Chrome holds “stale” memory from closed tabs that has not yet been returned to the OS through garbage collection. Restarting Chrome flushes all of this at once.

  1. Note which tabs you need (bookmarks or a tab manager can help).
  2. Completely quit Chrome — on Windows, right-click the taskbar icon and select Exit to ensure background Chrome processes are stopped.
  3. Reopen Chrome and only restore the tabs you need actively.
  4. Total memory after a restart should be substantially lower than before.

Fix 5: Increase Windows Pagefile Size

On Windows, the Commit Limit is physical RAM plus pagefile. If the pagefile is too small, Chrome’s memory requests fail even when physical RAM could be supplemented by disk swap.

  1. Press Win + R, type sysdm.cpl, and press Enter to open System Properties.
  2. Click the Advanced tab, then Settings under Performance.
  3. Click the Advanced tab again, then Change under Virtual Memory.
  4. Uncheck Automatically manage paging file size for all drives.
  5. Select your system drive, choose System managed size, and click Set.
  6. Click OK through all dialogs and restart Windows.

After the restart, Windows can expand the pagefile dynamically, raising the Commit Limit ceiling and allowing Chrome to allocate memory for new page loads.

Staying Below the Memory Threshold Automatically

If you regularly hit this error on an 8 GB system, tab suspension is the most practical fix short of buying more RAM. SuperchargePerformance keeps Commit Charge low by automatically discarding inactive tabs before the error threshold is hit. Discarded tabs use near-zero memory and reload when you click them.

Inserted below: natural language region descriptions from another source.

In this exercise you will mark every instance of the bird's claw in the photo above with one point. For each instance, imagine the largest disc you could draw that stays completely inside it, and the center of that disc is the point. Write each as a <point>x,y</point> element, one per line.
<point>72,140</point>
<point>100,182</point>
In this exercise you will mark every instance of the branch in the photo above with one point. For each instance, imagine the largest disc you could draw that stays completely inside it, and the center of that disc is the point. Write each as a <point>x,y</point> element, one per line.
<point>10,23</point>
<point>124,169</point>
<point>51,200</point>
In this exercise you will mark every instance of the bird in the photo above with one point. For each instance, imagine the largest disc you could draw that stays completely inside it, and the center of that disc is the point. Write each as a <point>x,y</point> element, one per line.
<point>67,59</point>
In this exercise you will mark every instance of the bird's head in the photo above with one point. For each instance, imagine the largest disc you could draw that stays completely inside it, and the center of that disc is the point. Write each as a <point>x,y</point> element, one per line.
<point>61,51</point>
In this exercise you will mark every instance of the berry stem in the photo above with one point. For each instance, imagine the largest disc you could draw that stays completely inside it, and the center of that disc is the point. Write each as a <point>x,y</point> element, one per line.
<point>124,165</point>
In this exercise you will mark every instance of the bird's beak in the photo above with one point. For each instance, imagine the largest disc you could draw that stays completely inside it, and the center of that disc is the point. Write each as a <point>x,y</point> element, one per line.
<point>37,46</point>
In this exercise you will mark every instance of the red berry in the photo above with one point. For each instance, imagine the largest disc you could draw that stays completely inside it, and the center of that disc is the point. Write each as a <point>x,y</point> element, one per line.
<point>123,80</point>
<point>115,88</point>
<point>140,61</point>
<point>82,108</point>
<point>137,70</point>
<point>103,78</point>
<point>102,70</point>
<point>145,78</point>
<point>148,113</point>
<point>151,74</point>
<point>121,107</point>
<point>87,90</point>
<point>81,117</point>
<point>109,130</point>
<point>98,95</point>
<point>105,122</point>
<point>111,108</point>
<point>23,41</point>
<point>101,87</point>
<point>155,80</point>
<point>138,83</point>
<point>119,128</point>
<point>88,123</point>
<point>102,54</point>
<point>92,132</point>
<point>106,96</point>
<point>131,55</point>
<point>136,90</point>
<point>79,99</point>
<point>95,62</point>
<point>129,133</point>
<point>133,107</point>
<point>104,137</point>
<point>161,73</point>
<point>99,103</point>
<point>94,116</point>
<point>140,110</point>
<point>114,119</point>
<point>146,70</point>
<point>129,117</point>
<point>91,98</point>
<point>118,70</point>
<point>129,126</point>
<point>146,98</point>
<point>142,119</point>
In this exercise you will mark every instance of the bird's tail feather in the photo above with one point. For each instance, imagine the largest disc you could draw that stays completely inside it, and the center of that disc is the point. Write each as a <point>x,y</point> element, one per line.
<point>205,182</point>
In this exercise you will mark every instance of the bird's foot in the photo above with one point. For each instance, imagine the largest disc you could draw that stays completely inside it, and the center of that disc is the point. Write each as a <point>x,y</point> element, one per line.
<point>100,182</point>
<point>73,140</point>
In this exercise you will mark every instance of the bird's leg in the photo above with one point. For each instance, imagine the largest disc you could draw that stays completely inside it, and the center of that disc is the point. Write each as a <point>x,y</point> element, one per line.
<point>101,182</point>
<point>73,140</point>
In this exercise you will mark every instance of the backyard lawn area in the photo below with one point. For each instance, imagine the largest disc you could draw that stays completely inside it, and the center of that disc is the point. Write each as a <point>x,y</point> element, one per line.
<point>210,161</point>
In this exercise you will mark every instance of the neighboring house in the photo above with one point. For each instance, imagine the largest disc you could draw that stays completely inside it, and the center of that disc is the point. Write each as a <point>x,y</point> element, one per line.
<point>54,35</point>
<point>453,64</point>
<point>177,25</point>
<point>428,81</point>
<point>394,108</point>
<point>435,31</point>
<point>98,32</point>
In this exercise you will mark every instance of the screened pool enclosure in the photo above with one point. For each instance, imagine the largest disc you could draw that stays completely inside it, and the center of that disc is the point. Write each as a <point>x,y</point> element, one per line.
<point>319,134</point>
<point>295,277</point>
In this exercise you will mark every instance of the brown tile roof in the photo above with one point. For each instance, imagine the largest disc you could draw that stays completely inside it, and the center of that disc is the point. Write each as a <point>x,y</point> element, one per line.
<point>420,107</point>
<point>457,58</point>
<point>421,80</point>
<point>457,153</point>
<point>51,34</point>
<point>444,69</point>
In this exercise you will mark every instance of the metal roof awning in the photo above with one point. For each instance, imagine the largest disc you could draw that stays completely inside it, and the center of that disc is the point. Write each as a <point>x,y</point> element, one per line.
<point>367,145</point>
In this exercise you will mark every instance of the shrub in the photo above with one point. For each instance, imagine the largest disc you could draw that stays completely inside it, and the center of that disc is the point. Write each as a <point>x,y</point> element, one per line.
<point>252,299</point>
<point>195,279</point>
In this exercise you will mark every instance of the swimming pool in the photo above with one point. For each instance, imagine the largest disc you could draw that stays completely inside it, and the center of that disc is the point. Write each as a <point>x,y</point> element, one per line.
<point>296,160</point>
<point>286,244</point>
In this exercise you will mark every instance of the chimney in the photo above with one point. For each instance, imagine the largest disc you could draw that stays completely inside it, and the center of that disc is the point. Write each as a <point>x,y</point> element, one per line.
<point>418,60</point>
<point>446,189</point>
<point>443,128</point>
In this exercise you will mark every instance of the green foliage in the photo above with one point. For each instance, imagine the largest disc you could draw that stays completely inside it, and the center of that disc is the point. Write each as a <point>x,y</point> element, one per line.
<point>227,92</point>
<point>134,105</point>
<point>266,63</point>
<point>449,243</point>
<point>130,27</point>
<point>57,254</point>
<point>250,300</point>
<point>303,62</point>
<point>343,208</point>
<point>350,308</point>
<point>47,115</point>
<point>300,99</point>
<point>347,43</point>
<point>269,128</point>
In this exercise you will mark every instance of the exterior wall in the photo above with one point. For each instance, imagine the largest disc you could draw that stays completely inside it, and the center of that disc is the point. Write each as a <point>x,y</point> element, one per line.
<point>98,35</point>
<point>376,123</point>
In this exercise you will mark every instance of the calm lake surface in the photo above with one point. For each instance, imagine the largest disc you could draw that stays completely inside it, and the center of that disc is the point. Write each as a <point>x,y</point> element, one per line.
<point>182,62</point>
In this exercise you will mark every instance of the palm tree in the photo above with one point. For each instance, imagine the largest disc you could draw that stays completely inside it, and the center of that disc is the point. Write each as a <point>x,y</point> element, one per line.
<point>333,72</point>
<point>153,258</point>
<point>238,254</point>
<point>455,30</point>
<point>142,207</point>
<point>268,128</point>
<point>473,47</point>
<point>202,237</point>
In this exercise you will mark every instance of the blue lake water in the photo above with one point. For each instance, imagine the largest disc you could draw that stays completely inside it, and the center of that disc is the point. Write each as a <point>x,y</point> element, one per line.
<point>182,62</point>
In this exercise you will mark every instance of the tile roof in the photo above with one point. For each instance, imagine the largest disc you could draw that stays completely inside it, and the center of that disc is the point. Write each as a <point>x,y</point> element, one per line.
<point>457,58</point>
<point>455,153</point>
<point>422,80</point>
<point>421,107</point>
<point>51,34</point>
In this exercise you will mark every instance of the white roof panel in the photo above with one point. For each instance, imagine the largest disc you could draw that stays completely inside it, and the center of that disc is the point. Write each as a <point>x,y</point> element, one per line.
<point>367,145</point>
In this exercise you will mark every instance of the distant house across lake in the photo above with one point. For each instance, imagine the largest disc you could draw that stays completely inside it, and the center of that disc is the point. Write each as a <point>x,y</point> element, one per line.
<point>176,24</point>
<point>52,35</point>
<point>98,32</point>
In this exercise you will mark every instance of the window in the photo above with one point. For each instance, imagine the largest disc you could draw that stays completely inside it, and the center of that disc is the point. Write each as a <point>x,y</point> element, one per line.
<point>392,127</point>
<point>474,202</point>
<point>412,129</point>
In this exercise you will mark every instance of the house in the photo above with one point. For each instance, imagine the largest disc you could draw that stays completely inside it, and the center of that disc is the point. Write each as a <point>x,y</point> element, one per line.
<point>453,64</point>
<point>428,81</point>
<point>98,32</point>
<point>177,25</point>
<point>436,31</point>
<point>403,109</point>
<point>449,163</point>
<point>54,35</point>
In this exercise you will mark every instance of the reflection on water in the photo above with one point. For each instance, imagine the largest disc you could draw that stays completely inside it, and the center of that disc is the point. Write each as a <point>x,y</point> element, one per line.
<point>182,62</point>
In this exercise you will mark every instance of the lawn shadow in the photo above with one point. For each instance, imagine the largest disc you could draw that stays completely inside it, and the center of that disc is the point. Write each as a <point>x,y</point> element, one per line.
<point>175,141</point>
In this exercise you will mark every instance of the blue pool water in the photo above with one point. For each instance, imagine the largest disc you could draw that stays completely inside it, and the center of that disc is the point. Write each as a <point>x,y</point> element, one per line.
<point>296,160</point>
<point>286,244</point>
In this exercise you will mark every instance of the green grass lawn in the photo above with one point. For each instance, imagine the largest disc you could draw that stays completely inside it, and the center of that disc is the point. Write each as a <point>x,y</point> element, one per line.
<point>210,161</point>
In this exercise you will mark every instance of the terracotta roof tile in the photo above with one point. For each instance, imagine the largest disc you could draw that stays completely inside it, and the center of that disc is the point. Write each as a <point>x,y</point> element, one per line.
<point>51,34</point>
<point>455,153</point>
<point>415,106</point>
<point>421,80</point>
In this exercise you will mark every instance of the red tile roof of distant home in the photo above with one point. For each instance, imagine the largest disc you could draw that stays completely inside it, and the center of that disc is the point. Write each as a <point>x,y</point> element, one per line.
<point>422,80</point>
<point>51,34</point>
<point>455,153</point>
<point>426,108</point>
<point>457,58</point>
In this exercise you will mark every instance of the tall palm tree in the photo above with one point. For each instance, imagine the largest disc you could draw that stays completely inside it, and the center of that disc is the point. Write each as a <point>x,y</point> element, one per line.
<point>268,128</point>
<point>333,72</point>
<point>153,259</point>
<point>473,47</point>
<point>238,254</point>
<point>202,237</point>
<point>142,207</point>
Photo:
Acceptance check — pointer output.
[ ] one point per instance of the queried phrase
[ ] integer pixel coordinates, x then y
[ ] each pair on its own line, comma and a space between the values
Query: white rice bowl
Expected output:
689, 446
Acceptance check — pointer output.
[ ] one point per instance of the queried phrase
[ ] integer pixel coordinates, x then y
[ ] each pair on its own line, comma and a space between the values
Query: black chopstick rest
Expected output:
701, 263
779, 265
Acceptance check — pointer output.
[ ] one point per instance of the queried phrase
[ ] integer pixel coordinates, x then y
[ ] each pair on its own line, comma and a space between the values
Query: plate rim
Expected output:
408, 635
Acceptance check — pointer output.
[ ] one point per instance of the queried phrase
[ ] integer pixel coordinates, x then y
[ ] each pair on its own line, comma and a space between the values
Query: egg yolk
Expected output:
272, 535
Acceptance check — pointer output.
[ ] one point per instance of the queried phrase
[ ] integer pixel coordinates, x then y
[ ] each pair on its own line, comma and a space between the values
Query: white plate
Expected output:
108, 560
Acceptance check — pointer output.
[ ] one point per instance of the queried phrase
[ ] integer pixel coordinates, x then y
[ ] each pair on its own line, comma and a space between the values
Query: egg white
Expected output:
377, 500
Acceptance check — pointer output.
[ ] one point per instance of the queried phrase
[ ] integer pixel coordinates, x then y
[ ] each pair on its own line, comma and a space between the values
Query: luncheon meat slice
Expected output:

It also blocks ad iframes at the network level, preventing Subframe processes from inflating the count in background tabs.

Users with 10–15 suspended background tabs typically recover 1–2 GB of Commit Charge — usually enough to eliminate this error on 8 GB systems. If you only keep a handful of tabs open, the built-in Memory Saver in Chrome Settings may be all you need.

Technical Background

The “Not Enough Memory to Open This Page” error is triggered at the OS memory allocation layer, not inside Chrome itself. When Chrome’s renderer process calls the OS to allocate memory for a new page, the OS checks whether the requested amount fits within the current Commit Limit. If it does not, the OS returns an out-of-memory error, and Chrome displays this error page.

This differs from the “Aw, Snap!” crash, which occurs when a renderer that has already been allocated memory exceeds that allocation. The “Not Enough Memory” error is a preventive block — Chrome never starts loading the page. If you are seeing Aw, Snap errors rather than this error page, the cause and fix are different.

The Commit Limit is not fixed — it equals physical RAM plus pagefile size. Increasing the pagefile or reducing active Commit Charge by suspending tabs both resolve the condition.

For related issues, see Fix Chrome Out of Memory Crashes and Fix Chrome High Memory Usage.

Frequently Asked Questions

Why does Chrome say 'Not Enough Memory to Open This Page'?
Chrome has run out of available RAM to load a new page. This happens when too many tabs are open, extensions are consuming memory, or a specific page requires more memory than Chrome can allocate from the remaining free RAM.
How much RAM do I need for Chrome?
8 GB is the minimum for comfortable browsing with 10-15 tabs. For 20 or more tabs or heavy web apps like Google Docs, Figma, or ChatGPT, 16 GB is recommended. With tab suspension, even 8 GB systems can handle 30 or more tabs.
Does this error mean I need more RAM?
Not necessarily. Suspending inactive tabs can free 50-300 MB each, often recovering enough memory to open new pages without a hardware upgrade.